A Conservative Q-Learning Approach for Handling Distribution Shift in Sepsis Treatment Strategies, NeurIPS 2021 Workshop.
Understanding structure of concurrent actions, Springer 2019
Blue Dot AISF Alignment project: Jan 2025 - Feb 2025
Researching alignment impact on Constitutional AI (CAI) models trained with alternative country and cultural principles.
Generated synthetic datasets for SFT fine-tuning and DPO based on alternative country and cultural constitutions.
Designed capability and alignment evaluations for models. Implementing in Inspect framework.
AI Safety Camp Project Team: AI Safety Scientist: Jan 2025 - Present
Extending Sakana’s AI Scientist for AI Safety to include tasks such as synthetic data generation, evaluation automation, risk assessments and other scaffolding tools and wrappers.
Implementing agents in Inspect to support more complex tasks for benchmarking and automating evals.
Building an AI control protocol setup for automated agent-based tests.
Multi-Agent feature steering and analysis in a multi-agent setting (APART Hackathon Mar 2025):
Participated in the Women in AI Safety hackathon from APART Research (https://github.com/moodlep/apart_gf_hackathon).
Our team is continuing to extend the preliminary experiments from Prisoner’s Dilemma to more real-world scenarios using Concordia.
APART Hackathon (Mar 2025):
Participating in the AI Control hackathon from APART research, developing and testing new protocols for the DTT (defer-to-trusted) setting.
Code is implemented using the Control Arena framework from AISI and will be released after the hackathon.
Community engagement:
Former organizer of Google Developer Group events from 2015-2021; grew the group to >2.5k people, ran monthly technical talks and workshops; organised yearly conferences attracting up to 300 people. Actively helped people skill-up and retrain for new careers.
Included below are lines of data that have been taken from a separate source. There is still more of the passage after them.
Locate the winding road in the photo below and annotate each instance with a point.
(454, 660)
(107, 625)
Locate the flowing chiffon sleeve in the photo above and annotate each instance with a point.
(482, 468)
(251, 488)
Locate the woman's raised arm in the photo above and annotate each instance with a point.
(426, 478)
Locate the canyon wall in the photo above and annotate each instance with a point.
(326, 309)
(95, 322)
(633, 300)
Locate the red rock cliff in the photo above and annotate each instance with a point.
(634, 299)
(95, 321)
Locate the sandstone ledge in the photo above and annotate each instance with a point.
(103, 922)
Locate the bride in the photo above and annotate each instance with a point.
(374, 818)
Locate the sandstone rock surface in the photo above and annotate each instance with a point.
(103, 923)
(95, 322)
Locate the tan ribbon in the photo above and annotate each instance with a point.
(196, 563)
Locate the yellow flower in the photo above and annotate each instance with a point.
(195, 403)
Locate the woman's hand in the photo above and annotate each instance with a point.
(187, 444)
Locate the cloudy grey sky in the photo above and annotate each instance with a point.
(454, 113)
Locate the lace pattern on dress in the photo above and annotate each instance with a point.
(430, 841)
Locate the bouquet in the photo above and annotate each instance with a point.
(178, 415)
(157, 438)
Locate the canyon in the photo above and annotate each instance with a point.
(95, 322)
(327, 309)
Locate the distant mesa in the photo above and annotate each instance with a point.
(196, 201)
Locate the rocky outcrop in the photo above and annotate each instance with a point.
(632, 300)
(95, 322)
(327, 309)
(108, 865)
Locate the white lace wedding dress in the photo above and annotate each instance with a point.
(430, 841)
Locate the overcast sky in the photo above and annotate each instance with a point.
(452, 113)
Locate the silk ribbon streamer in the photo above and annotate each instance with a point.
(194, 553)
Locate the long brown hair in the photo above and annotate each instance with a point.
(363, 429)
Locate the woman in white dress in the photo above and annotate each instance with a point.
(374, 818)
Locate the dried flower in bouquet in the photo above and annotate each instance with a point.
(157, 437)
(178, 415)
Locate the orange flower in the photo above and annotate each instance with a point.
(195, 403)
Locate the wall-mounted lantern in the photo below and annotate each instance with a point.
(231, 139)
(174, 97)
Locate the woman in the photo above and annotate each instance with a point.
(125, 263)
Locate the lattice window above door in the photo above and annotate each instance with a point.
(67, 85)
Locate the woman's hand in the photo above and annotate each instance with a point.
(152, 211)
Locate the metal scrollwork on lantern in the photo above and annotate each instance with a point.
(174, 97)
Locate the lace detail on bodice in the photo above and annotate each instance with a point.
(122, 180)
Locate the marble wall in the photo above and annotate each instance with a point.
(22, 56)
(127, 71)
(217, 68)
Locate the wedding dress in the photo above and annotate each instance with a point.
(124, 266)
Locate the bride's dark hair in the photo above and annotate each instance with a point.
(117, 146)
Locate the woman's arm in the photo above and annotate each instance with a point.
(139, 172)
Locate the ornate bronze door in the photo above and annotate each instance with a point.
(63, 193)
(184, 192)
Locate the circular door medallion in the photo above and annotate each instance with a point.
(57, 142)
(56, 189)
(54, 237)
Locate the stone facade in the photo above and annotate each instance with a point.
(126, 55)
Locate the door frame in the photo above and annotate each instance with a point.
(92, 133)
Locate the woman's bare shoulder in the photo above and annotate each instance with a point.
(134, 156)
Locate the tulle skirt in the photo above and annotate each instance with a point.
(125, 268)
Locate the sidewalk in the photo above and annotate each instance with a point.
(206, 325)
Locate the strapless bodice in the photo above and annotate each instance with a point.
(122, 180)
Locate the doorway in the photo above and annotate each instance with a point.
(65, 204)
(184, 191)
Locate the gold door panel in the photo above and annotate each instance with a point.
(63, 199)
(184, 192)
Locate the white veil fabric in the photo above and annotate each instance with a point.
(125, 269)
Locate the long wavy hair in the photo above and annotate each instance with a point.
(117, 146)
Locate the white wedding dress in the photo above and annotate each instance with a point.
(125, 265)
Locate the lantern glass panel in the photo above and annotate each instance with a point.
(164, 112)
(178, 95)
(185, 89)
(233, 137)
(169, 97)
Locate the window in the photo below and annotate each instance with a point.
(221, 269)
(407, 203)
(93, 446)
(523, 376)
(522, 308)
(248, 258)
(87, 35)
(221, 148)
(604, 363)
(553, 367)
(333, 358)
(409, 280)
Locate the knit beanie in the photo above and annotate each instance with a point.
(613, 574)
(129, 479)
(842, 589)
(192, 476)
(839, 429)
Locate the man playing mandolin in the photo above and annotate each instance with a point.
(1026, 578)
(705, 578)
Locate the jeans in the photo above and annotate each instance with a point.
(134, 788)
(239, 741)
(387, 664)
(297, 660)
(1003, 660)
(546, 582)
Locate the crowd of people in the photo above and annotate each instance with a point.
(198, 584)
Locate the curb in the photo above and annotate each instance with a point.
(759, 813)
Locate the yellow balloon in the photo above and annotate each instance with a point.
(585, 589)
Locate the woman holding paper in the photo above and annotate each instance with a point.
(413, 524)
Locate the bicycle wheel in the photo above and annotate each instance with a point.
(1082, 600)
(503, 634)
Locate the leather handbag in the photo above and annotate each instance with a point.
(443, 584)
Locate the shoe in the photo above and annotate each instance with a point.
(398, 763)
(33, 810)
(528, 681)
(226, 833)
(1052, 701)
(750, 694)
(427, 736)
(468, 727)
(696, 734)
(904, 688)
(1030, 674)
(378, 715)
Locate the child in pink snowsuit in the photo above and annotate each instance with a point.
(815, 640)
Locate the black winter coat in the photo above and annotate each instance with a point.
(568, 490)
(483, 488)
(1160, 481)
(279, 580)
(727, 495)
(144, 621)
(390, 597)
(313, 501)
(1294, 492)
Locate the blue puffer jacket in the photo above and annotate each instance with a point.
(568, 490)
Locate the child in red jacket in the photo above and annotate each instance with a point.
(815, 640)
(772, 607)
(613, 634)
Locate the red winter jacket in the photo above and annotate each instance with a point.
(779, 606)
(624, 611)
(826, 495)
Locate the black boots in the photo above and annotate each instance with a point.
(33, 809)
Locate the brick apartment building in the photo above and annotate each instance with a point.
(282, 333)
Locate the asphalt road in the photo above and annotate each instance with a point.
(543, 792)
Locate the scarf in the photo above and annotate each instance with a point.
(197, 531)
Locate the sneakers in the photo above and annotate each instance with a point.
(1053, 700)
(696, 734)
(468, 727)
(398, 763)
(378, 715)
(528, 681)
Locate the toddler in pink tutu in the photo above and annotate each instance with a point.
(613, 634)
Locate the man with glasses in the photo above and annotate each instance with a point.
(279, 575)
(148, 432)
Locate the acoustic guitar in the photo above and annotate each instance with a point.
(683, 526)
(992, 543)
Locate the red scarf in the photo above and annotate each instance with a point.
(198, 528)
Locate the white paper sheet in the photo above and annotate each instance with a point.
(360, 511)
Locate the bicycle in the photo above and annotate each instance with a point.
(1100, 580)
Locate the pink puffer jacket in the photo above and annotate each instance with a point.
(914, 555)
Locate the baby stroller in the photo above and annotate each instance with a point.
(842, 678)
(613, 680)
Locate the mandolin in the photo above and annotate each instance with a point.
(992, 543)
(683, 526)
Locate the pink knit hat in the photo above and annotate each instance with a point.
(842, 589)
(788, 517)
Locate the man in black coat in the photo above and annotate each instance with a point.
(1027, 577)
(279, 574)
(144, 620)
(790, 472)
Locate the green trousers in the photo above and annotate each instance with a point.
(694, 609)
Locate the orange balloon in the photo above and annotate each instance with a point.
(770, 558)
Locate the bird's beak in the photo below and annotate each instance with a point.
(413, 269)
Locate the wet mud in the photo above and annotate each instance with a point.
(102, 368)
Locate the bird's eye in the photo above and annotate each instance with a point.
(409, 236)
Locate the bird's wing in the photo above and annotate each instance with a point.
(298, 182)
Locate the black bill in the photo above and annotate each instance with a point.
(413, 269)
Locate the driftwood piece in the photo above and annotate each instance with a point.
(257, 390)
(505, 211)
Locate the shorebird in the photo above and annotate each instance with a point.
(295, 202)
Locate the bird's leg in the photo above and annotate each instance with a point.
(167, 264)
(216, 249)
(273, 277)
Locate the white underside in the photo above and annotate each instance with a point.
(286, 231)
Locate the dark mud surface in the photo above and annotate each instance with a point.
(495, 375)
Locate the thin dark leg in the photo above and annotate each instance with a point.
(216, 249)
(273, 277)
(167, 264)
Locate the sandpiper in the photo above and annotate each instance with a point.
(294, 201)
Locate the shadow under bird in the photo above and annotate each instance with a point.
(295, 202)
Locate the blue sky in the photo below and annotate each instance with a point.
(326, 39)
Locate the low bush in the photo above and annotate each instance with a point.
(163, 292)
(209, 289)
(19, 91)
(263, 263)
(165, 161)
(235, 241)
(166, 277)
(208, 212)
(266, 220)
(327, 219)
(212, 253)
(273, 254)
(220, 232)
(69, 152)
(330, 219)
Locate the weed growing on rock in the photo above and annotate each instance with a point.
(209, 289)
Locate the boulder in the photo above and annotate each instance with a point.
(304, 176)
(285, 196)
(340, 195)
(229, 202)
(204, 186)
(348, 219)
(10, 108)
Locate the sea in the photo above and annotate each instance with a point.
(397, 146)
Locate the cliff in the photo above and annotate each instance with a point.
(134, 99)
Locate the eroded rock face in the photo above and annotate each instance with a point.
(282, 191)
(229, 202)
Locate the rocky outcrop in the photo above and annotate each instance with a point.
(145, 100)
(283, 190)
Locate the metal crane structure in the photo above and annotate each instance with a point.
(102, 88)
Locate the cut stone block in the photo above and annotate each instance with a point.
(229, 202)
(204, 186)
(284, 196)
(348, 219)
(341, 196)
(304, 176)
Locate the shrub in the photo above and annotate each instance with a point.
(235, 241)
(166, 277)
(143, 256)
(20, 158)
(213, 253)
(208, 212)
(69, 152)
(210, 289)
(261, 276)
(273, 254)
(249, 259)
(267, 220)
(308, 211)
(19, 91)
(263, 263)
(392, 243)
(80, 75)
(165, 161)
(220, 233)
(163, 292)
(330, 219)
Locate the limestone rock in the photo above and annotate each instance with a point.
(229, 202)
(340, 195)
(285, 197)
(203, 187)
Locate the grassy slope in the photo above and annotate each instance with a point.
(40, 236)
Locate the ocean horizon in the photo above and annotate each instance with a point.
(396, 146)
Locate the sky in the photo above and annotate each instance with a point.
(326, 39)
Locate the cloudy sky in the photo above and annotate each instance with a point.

Moderator for ML Collective RL group; organized paper reading groups and coding sessions.
Mentoring:
Mentored ~10 women in tech on a regular basis; continue to support and mentor on an ad hoc basis
Mentored 2 DL Indaba students
Teaching:
Former teaching assistant for ML postgraduate courses.
Facilitated courses and workshops for Google Developers.
Undergrad Math lecturer at ML Sultan Technikon (1996-1997)
Open Source:
Early contributor to the OpenMined open-source project.